A alternativa, diz Eid, não é o da palestra. Na linha de Vera Rita, ele sugere o caminho de sites de educação financeira, mas neutros, não os ligados a instituições. Lá, defende, deveria haver espécies de “check-lists” direcionados, como de orientações para quem vai morar sozinho ou fazer um “mochilão” na Europa, por exemplo.

A pesquisa aponta para outra tendência global em estudos de educação financeira: a chamada arquitetura da escolha, que consiste em mecanismos que direcionem as pessoas a tomarem boas decisões. Esse tipo de abordagem, em que de certa forma toma-se uma decisão pelo cidadão, foi consagrada pelo livro “Nudge”, dos especialistas em economia comportamental Richard Thaler e Cass Sunstein. Ela resulta na defesa de medidas como a inscrição automática em fundos de pensão, em que o funcionário tem que pedir para sair em vez de solicitar sua inclusão.

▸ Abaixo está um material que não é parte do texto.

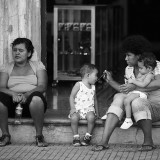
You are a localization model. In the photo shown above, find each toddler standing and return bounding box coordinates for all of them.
[69,64,99,146]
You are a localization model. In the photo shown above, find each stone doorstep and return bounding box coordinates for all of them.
[1,118,160,144]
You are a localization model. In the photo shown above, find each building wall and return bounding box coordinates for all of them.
[0,0,41,65]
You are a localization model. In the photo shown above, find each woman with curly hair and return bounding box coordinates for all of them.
[92,35,160,151]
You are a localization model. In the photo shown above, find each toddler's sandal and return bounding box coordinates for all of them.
[92,145,109,152]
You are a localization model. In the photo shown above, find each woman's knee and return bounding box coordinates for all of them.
[70,113,79,123]
[30,96,43,106]
[131,98,145,113]
[87,112,95,122]
[124,98,130,106]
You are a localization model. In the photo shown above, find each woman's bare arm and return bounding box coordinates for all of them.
[136,75,160,92]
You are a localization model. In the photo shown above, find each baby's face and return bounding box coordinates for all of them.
[88,69,98,84]
[138,62,151,74]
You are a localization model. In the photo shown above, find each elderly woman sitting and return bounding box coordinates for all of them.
[0,38,47,147]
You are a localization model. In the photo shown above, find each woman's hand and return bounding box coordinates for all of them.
[12,93,22,103]
[119,83,136,94]
[128,78,134,83]
[70,108,77,116]
[103,70,113,82]
[21,93,29,104]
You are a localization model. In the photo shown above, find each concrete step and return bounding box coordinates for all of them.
[1,117,160,144]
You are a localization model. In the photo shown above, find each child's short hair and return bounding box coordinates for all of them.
[138,52,157,70]
[80,64,97,78]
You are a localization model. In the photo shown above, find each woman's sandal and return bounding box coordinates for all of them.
[36,135,48,147]
[92,145,109,152]
[138,144,156,152]
[0,134,11,147]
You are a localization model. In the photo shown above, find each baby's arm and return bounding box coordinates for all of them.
[94,94,99,118]
[128,74,154,87]
[69,82,80,115]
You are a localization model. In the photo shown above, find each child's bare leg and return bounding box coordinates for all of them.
[124,93,139,118]
[81,111,95,146]
[86,112,95,135]
[70,113,80,135]
[120,93,139,129]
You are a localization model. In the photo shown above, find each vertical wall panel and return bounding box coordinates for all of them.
[0,0,41,65]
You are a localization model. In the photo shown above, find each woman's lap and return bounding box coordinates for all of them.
[0,92,47,118]
[132,98,160,122]
[107,93,160,122]
[107,93,127,120]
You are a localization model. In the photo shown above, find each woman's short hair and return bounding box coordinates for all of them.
[138,52,157,70]
[80,64,97,78]
[12,38,34,59]
[120,35,153,55]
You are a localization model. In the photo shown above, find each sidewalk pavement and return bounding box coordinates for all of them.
[0,144,160,160]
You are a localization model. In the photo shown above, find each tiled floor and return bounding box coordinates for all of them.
[46,81,115,118]
[0,144,160,160]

Para Vera Rita, a ideia é boa, mas deve ser complementar à educação financeira. Além disso, defende, o público-alvo deveria participar da construção da ideia. “Eles que vivem o cotidiano vão trazer um conhecimento muito útil na hora de fazer o desenho. Acho que não se deve chegar com nada de cima para baixo”, defende.

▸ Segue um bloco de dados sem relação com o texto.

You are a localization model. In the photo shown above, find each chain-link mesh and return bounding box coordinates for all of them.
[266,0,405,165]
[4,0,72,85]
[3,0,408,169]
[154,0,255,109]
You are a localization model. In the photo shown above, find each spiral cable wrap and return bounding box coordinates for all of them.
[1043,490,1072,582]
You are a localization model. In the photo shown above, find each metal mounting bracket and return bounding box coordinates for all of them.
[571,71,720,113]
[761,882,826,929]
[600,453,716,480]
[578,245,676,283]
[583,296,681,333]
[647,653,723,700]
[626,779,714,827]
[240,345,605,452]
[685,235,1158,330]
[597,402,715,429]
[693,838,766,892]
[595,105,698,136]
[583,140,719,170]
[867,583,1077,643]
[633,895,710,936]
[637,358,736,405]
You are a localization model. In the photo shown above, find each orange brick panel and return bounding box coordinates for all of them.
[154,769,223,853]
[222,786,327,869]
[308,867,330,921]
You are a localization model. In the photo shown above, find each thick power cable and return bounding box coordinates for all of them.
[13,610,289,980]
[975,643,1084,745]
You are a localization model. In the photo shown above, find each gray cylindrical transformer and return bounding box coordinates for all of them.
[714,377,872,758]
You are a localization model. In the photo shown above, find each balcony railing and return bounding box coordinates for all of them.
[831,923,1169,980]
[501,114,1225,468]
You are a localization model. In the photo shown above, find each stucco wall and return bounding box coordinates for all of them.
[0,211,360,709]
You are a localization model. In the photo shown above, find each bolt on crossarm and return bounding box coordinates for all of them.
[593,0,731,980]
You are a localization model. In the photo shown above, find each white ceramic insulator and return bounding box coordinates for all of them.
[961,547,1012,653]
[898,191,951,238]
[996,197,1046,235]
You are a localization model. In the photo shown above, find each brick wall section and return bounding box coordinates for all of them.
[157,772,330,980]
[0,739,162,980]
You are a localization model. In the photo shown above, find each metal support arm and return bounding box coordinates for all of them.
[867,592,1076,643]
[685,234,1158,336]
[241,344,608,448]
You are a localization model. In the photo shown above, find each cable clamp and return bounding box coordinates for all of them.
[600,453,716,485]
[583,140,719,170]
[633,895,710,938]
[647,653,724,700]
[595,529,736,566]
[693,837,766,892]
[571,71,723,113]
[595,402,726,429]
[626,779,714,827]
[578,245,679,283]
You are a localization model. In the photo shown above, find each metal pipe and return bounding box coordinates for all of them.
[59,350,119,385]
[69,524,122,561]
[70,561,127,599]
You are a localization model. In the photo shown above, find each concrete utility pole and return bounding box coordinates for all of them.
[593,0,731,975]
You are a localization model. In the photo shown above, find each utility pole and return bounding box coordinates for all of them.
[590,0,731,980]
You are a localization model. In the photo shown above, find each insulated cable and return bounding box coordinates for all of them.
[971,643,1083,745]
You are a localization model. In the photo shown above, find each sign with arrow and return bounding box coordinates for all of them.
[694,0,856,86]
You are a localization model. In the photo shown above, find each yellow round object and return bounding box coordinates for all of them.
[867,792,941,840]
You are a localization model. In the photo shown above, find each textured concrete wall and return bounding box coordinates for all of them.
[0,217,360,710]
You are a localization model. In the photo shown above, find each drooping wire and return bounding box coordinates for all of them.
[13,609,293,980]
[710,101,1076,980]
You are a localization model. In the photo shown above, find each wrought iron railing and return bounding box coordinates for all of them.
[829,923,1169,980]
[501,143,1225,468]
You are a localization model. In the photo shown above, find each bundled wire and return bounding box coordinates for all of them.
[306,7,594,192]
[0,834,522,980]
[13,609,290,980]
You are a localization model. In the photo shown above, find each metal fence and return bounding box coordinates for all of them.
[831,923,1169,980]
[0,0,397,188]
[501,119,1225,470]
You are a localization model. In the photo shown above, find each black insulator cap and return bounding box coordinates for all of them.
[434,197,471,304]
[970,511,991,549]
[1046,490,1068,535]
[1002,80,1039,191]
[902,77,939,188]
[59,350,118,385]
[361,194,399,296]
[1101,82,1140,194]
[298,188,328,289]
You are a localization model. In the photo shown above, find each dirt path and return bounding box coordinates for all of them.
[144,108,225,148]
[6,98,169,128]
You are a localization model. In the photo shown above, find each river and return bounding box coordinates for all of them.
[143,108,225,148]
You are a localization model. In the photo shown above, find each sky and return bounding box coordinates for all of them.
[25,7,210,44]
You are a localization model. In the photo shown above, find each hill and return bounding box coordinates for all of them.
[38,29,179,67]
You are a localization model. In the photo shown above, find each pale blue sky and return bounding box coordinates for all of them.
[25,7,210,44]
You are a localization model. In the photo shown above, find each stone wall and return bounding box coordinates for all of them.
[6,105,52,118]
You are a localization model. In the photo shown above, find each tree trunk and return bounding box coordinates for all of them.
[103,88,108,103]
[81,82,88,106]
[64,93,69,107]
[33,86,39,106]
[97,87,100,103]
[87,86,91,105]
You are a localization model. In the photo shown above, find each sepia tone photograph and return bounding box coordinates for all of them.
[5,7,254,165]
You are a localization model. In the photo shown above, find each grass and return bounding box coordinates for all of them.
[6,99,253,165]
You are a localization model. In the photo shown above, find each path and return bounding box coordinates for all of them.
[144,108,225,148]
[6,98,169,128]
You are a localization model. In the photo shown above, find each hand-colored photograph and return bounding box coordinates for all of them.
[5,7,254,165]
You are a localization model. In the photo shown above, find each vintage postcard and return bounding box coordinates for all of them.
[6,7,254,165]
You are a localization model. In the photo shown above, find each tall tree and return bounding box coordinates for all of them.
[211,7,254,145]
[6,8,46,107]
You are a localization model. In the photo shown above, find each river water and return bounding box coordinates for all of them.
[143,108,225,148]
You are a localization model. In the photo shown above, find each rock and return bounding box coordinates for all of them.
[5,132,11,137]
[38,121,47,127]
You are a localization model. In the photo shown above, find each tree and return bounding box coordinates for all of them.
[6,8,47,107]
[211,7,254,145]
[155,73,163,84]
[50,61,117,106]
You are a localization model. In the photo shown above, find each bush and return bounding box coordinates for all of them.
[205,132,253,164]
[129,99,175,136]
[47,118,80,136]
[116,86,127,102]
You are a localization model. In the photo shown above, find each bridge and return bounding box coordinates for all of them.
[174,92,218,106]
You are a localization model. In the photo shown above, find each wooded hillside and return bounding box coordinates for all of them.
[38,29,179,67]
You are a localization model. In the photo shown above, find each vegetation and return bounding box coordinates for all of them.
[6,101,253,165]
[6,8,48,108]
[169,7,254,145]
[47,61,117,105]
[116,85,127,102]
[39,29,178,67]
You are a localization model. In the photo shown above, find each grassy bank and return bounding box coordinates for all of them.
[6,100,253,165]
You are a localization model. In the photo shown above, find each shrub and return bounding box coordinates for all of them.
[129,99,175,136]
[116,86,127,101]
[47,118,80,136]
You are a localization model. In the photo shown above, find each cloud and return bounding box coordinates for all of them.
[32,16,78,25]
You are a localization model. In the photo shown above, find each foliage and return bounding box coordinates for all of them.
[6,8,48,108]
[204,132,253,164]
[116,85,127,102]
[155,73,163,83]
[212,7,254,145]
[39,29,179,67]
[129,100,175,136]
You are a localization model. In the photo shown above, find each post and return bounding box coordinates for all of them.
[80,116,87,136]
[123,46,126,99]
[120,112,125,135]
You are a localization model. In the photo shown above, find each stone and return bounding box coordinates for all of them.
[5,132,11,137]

Afinal, o estudo pode ser usado como base para simplesmente não se investir em educação financeira? “De certa forma sim”, diz Fernandes. E cita outro estudo, publicado por Shawn Cole, Anna Paulson e Gauri Shastry, segundo o qual treinamento em matemática nas escolas tem efeito maior do que educação financeira. Apesar de ter motivado bastante debate, Fernandes diz ainda não ter visto programas que tenham sido implementados com base nos seus achados com Lynch e Netemeyer.